The current design is correct as a **bootstrap mechanism** — it lets the system operate before labeled training data exists. But it should not be the steady-state architecture.
### Target architecture
A layered pipeline where each layer is only invoked if the previous layer cannot produce a confident answer:
```
Query
[Layer 1] Hard rules (RC-01, RC-02) ← O(1), deterministic
│ no match
[Layer 2] Embedding similarity classifier ← ~1ms, CPU, no LLM
│ confidence < threshold
[Layer 3] LLM classifier (current design) ← fallback only
Classification result
```
In steady state, Layer 3 should handle fewer than 5% of requests — only genuinely ambiguous queries that neither rules nor the trained classifier can resolve with confidence.
### Layer 2: Embedding similarity classifier
`bge-m3` is already running in the stack. The right move is to reuse it as the backbone of a lightweight discriminative classifier rather than adding a second LLM.
**Implementation:**
1. Embed each query using `bge-m3` → fixed-size vector representation
2. Train a logistic regression (or SVM with RBF kernel) over those embeddings on a labeled dataset of `(query, type)` pairs
3. At inference: embed query → dot product against class centroids → argmax with confidence score
4. If `max(softmax(logits)) < threshold` (e.g. 0.85), fall through to Layer 3
This is microseconds of CPU inference, not LLM inference. No GPU, no Ollama call, no prompt templating.
### The data flywheel: `classify_history_store` as training set
Every session already generates labeled examples. `classify_history_store` stores `(topic_snippet, type)` pairs that are implicitly validated by the system — if the user continued the conversation without correcting the assistant, the classification was likely correct.
```
classify_history_store → periodic export → labeled dataset → retrain classifier
```
The LLM classifier is the **teacher**. The embedding classifier is the **student**. This is knowledge distillation without the overhead of explicit distillation training — the teacher labels production traffic automatically.
**Data collection trigger:** When `classify_history_store` accumulates N sessions (suggested: 500), export and retrain. The classifier improves continuously without human labeling.
### Caller-declared type (for platform-injected prompts)
The platform generates `PLATFORM` prompts — it always knows the type at generation time. Adding a `query_type` field to `AgentRequest` (proto field 7) allows the caller to declare the type explicitly. When set, all three classifier layers are bypassed entirely.

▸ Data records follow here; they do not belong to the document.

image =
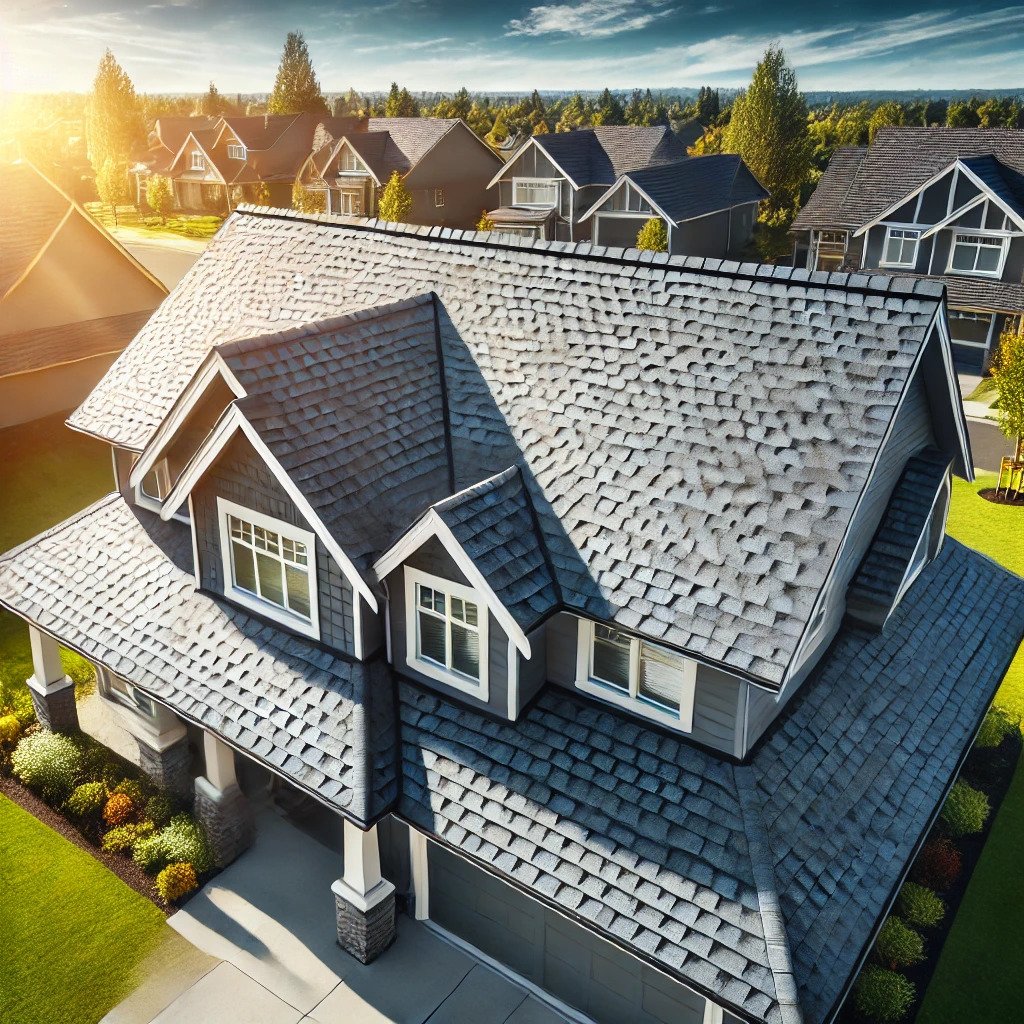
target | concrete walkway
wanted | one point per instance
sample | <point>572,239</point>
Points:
<point>266,926</point>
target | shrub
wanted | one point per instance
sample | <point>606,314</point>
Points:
<point>119,809</point>
<point>921,906</point>
<point>898,944</point>
<point>123,839</point>
<point>87,800</point>
<point>884,995</point>
<point>996,726</point>
<point>966,810</point>
<point>48,763</point>
<point>938,865</point>
<point>176,881</point>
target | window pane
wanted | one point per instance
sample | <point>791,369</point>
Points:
<point>270,586</point>
<point>660,676</point>
<point>611,657</point>
<point>431,638</point>
<point>245,571</point>
<point>298,590</point>
<point>465,650</point>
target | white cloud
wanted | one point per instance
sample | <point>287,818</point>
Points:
<point>591,18</point>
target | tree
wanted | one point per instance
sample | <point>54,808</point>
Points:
<point>114,119</point>
<point>160,196</point>
<point>653,237</point>
<point>112,184</point>
<point>768,129</point>
<point>1008,373</point>
<point>395,202</point>
<point>296,89</point>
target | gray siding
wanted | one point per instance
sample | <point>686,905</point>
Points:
<point>560,956</point>
<point>432,557</point>
<point>240,475</point>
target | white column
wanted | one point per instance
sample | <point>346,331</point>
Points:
<point>361,885</point>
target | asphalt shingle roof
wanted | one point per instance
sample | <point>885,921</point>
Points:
<point>694,434</point>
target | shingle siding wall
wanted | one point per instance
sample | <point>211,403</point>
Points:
<point>240,475</point>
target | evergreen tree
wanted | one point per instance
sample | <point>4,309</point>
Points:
<point>768,129</point>
<point>395,203</point>
<point>114,121</point>
<point>296,89</point>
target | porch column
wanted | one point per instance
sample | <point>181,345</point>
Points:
<point>221,806</point>
<point>364,899</point>
<point>52,691</point>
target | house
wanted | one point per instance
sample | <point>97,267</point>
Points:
<point>549,184</point>
<point>603,596</point>
<point>443,164</point>
<point>71,297</point>
<point>709,206</point>
<point>940,203</point>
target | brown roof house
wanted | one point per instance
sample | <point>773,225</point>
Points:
<point>604,596</point>
<point>71,297</point>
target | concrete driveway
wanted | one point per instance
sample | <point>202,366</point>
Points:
<point>265,934</point>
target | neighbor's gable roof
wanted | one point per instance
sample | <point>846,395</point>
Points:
<point>695,435</point>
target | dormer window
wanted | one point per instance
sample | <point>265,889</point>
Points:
<point>635,674</point>
<point>269,566</point>
<point>446,630</point>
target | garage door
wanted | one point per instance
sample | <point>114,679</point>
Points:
<point>560,956</point>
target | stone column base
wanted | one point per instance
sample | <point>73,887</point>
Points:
<point>366,924</point>
<point>168,766</point>
<point>227,819</point>
<point>54,704</point>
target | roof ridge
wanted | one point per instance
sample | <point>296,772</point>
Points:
<point>867,284</point>
<point>772,922</point>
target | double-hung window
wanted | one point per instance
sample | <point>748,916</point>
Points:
<point>539,193</point>
<point>446,632</point>
<point>900,247</point>
<point>982,254</point>
<point>643,677</point>
<point>269,566</point>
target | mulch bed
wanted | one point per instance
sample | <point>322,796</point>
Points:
<point>124,867</point>
<point>988,770</point>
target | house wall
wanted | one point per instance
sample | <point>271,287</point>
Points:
<point>431,557</point>
<point>240,475</point>
<point>80,275</point>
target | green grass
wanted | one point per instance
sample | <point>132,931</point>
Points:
<point>74,934</point>
<point>979,973</point>
<point>48,473</point>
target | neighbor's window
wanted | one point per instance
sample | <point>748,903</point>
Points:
<point>446,632</point>
<point>977,254</point>
<point>631,672</point>
<point>900,247</point>
<point>269,566</point>
<point>542,193</point>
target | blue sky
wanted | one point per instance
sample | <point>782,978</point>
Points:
<point>442,44</point>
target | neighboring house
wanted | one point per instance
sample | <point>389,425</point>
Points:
<point>942,203</point>
<point>444,166</point>
<point>549,184</point>
<point>560,578</point>
<point>708,204</point>
<point>71,297</point>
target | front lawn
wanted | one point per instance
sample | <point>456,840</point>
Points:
<point>979,973</point>
<point>74,934</point>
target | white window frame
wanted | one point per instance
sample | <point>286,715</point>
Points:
<point>985,240</point>
<point>308,627</point>
<point>555,182</point>
<point>457,680</point>
<point>633,701</point>
<point>908,235</point>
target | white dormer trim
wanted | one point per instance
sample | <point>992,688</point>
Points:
<point>228,425</point>
<point>432,525</point>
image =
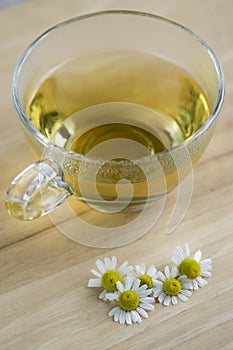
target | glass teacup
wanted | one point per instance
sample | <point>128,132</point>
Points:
<point>118,106</point>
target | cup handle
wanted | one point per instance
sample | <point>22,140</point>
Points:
<point>37,190</point>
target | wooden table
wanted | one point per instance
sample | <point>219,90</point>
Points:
<point>44,301</point>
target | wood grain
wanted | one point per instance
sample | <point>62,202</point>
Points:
<point>44,301</point>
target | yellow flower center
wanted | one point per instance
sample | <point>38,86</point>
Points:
<point>146,279</point>
<point>190,268</point>
<point>128,300</point>
<point>109,280</point>
<point>172,286</point>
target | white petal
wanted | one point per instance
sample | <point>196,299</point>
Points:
<point>142,268</point>
<point>151,271</point>
<point>186,292</point>
<point>146,306</point>
<point>161,276</point>
<point>134,316</point>
<point>188,284</point>
<point>128,283</point>
<point>161,297</point>
<point>157,292</point>
<point>94,282</point>
<point>100,266</point>
<point>176,258</point>
<point>124,269</point>
<point>107,263</point>
<point>182,297</point>
<point>113,311</point>
<point>186,250</point>
<point>120,286</point>
<point>158,283</point>
<point>167,300</point>
<point>117,315</point>
<point>147,300</point>
<point>201,281</point>
<point>142,312</point>
<point>111,296</point>
<point>96,273</point>
<point>206,262</point>
<point>195,284</point>
<point>179,252</point>
<point>174,300</point>
<point>138,270</point>
<point>103,295</point>
<point>206,273</point>
<point>174,271</point>
<point>197,255</point>
<point>128,318</point>
<point>113,263</point>
<point>136,285</point>
<point>122,317</point>
<point>167,272</point>
<point>205,267</point>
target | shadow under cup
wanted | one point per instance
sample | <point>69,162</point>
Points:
<point>116,197</point>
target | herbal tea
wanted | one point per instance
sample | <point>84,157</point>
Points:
<point>120,106</point>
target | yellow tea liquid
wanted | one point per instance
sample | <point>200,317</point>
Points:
<point>62,110</point>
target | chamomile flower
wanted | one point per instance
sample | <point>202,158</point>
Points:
<point>146,276</point>
<point>169,286</point>
<point>133,302</point>
<point>108,275</point>
<point>195,269</point>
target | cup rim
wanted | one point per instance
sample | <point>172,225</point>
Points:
<point>69,154</point>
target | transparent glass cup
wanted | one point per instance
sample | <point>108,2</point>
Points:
<point>61,173</point>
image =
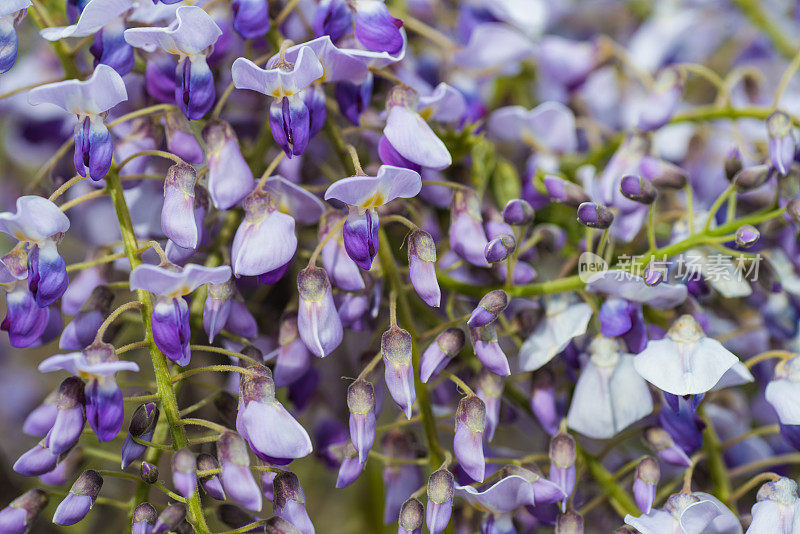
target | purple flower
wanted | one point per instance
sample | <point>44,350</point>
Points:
<point>271,431</point>
<point>183,472</point>
<point>11,14</point>
<point>237,480</point>
<point>440,352</point>
<point>489,308</point>
<point>685,362</point>
<point>211,484</point>
<point>361,403</point>
<point>408,133</point>
<point>645,483</point>
<point>317,320</point>
<point>18,516</point>
<point>88,100</point>
<point>288,114</point>
<point>410,519</point>
<point>38,223</point>
<point>610,395</point>
<point>332,18</point>
<point>550,125</point>
<point>68,424</point>
<point>399,372</point>
<point>343,271</point>
<point>190,39</point>
<point>467,236</point>
<point>440,490</point>
<point>250,18</point>
<point>660,104</point>
<point>782,144</point>
<point>265,241</point>
<point>468,440</point>
<point>170,316</point>
<point>143,424</point>
<point>777,509</point>
<point>364,194</point>
<point>98,363</point>
<point>488,351</point>
<point>229,177</point>
<point>290,502</point>
<point>376,29</point>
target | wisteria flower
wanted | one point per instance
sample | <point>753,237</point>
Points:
<point>562,322</point>
<point>610,395</point>
<point>97,364</point>
<point>190,37</point>
<point>89,100</point>
<point>170,316</point>
<point>686,361</point>
<point>363,194</point>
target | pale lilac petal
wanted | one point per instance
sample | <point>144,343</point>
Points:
<point>193,32</point>
<point>104,90</point>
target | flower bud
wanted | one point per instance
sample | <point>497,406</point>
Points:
<point>210,483</point>
<point>361,403</point>
<point>565,192</point>
<point>411,516</point>
<point>782,144</point>
<point>183,472</point>
<point>543,401</point>
<point>144,518</point>
<point>317,320</point>
<point>172,516</point>
<point>440,489</point>
<point>290,501</point>
<point>468,440</point>
<point>79,500</point>
<point>638,189</point>
<point>751,178</point>
<point>399,373</point>
<point>422,267</point>
<point>645,483</point>
<point>499,248</point>
<point>236,477</point>
<point>70,418</point>
<point>662,443</point>
<point>490,306</point>
<point>570,522</point>
<point>733,163</point>
<point>143,424</point>
<point>490,391</point>
<point>595,215</point>
<point>562,464</point>
<point>746,236</point>
<point>149,473</point>
<point>18,516</point>
<point>488,351</point>
<point>518,212</point>
<point>440,352</point>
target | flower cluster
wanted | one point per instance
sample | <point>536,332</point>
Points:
<point>498,266</point>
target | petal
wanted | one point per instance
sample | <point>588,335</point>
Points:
<point>166,282</point>
<point>36,218</point>
<point>95,15</point>
<point>194,32</point>
<point>631,287</point>
<point>278,82</point>
<point>104,90</point>
<point>264,246</point>
<point>273,432</point>
<point>413,139</point>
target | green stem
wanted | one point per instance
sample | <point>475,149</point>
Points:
<point>389,267</point>
<point>166,393</point>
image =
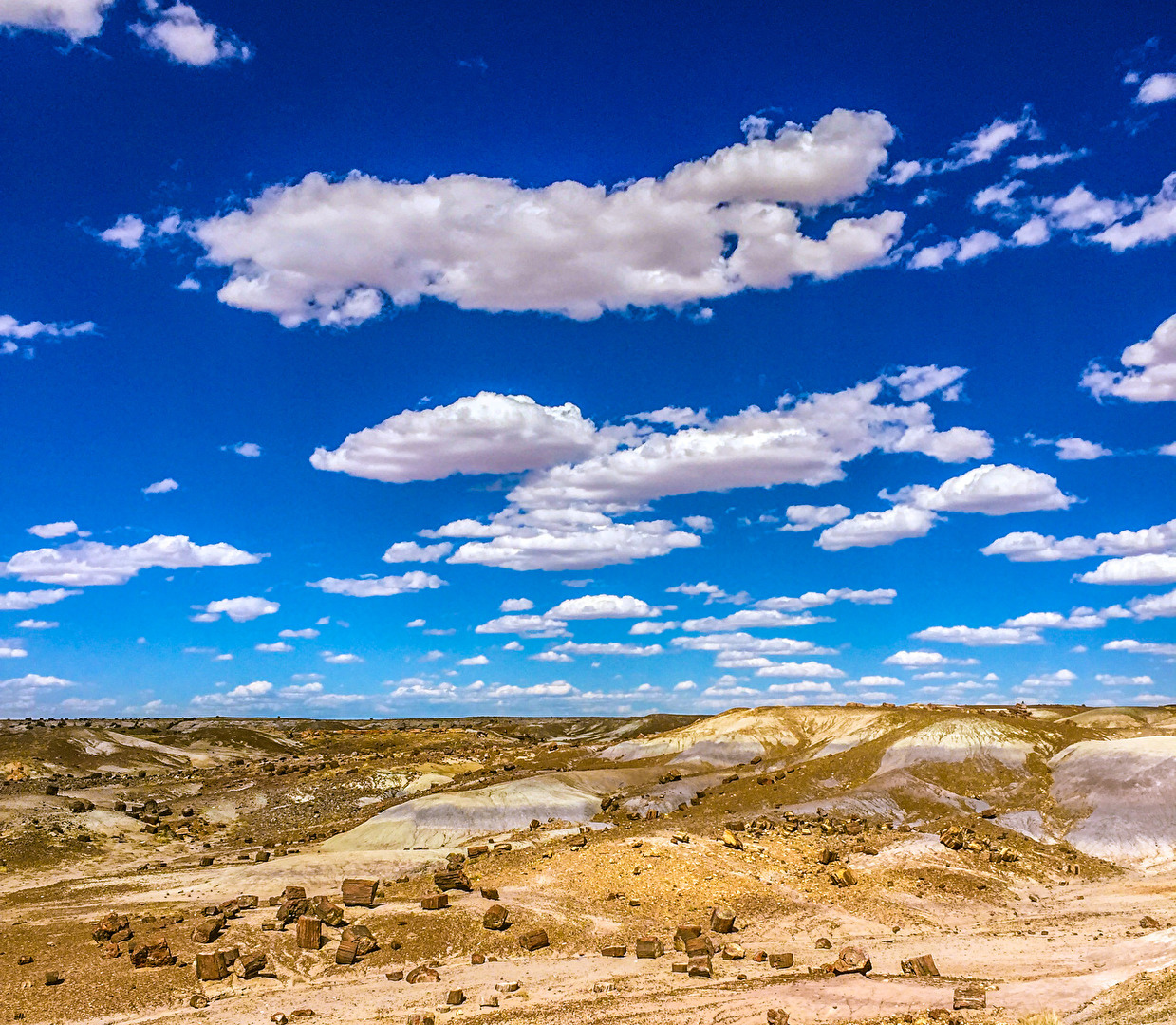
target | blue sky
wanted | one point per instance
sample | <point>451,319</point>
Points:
<point>377,361</point>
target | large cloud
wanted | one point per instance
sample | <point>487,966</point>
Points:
<point>604,606</point>
<point>78,19</point>
<point>334,252</point>
<point>86,563</point>
<point>1030,547</point>
<point>1155,381</point>
<point>565,540</point>
<point>24,601</point>
<point>186,38</point>
<point>980,636</point>
<point>871,529</point>
<point>480,434</point>
<point>1134,569</point>
<point>802,442</point>
<point>988,489</point>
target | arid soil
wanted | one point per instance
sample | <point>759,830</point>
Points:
<point>1029,852</point>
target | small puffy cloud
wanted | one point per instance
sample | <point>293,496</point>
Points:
<point>186,38</point>
<point>87,563</point>
<point>1155,380</point>
<point>992,139</point>
<point>127,232</point>
<point>810,517</point>
<point>910,660</point>
<point>300,690</point>
<point>604,606</point>
<point>919,382</point>
<point>525,625</point>
<point>239,610</point>
<point>412,551</point>
<point>653,626</point>
<point>336,251</point>
<point>871,529</point>
<point>751,620</point>
<point>818,669</point>
<point>1132,569</point>
<point>480,434</point>
<point>78,19</point>
<point>49,531</point>
<point>993,491</point>
<point>1111,680</point>
<point>1030,547</point>
<point>1075,448</point>
<point>1149,607</point>
<point>1157,88</point>
<point>1140,646</point>
<point>379,587</point>
<point>610,648</point>
<point>980,636</point>
<point>557,540</point>
<point>1062,678</point>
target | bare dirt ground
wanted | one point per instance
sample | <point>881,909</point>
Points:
<point>963,831</point>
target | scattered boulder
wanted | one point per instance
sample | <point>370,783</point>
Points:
<point>360,892</point>
<point>495,917</point>
<point>207,930</point>
<point>922,966</point>
<point>211,966</point>
<point>851,960</point>
<point>969,997</point>
<point>534,940</point>
<point>649,946</point>
<point>152,956</point>
<point>361,936</point>
<point>722,920</point>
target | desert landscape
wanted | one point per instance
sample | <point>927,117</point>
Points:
<point>785,866</point>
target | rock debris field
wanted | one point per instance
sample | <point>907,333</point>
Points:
<point>771,866</point>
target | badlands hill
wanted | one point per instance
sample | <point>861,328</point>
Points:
<point>1030,851</point>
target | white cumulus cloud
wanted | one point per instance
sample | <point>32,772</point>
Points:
<point>86,563</point>
<point>336,251</point>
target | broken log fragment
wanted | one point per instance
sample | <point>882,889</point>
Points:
<point>309,932</point>
<point>495,917</point>
<point>211,966</point>
<point>649,946</point>
<point>922,966</point>
<point>360,892</point>
<point>534,941</point>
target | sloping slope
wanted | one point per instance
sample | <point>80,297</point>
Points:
<point>449,819</point>
<point>1123,793</point>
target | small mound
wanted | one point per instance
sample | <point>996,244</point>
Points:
<point>1125,793</point>
<point>449,819</point>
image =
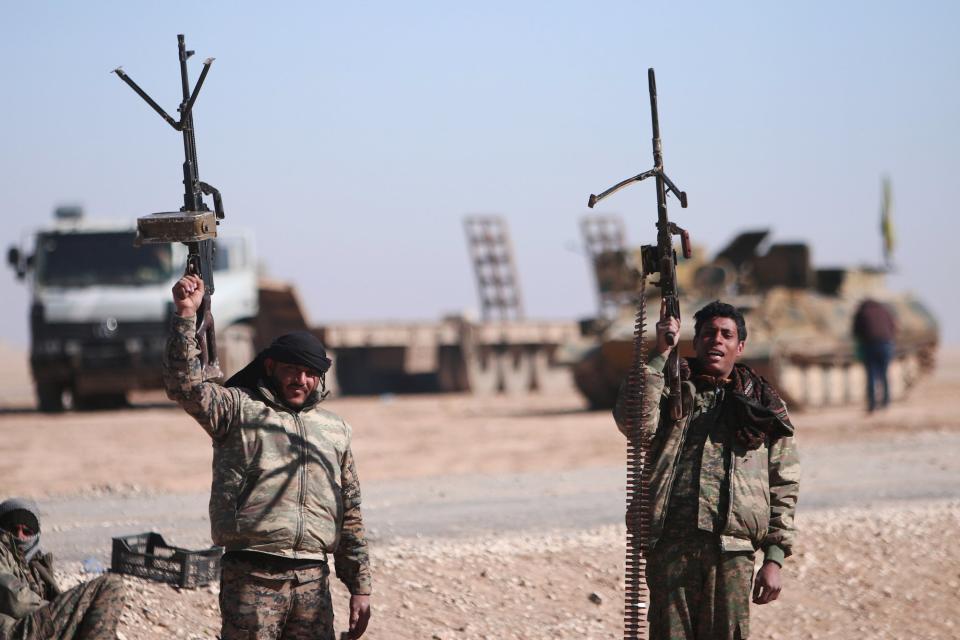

This makes RC-01 and RC-02 redundant for platform-generated traffic and eliminates the only remaining case where a generative model is used to classify structured platform data.
### Convergence path
| Phase | What changes | Expected Layer 3 traffic |
|---|---|---|
| Now (bootstrap) | LLM classifier for all unmatched queries | ~95% |
| Phase 1 | Collect labels via `classify_history_store` | ~95% |
| Phase 2 | Deploy embedding classifier (Layer 2) | ~1020% |
| Phase 3 | Caller-declared type for platform prompts | <5% |
| Phase 4 | LLM classifier becomes anomaly handler only | <2% |
Phase 2 is the highest-leverage step: it replaces the most frequent code path (LLM inference per request) with a CPU-only operation, with no change to the routing contract or the downstream graph.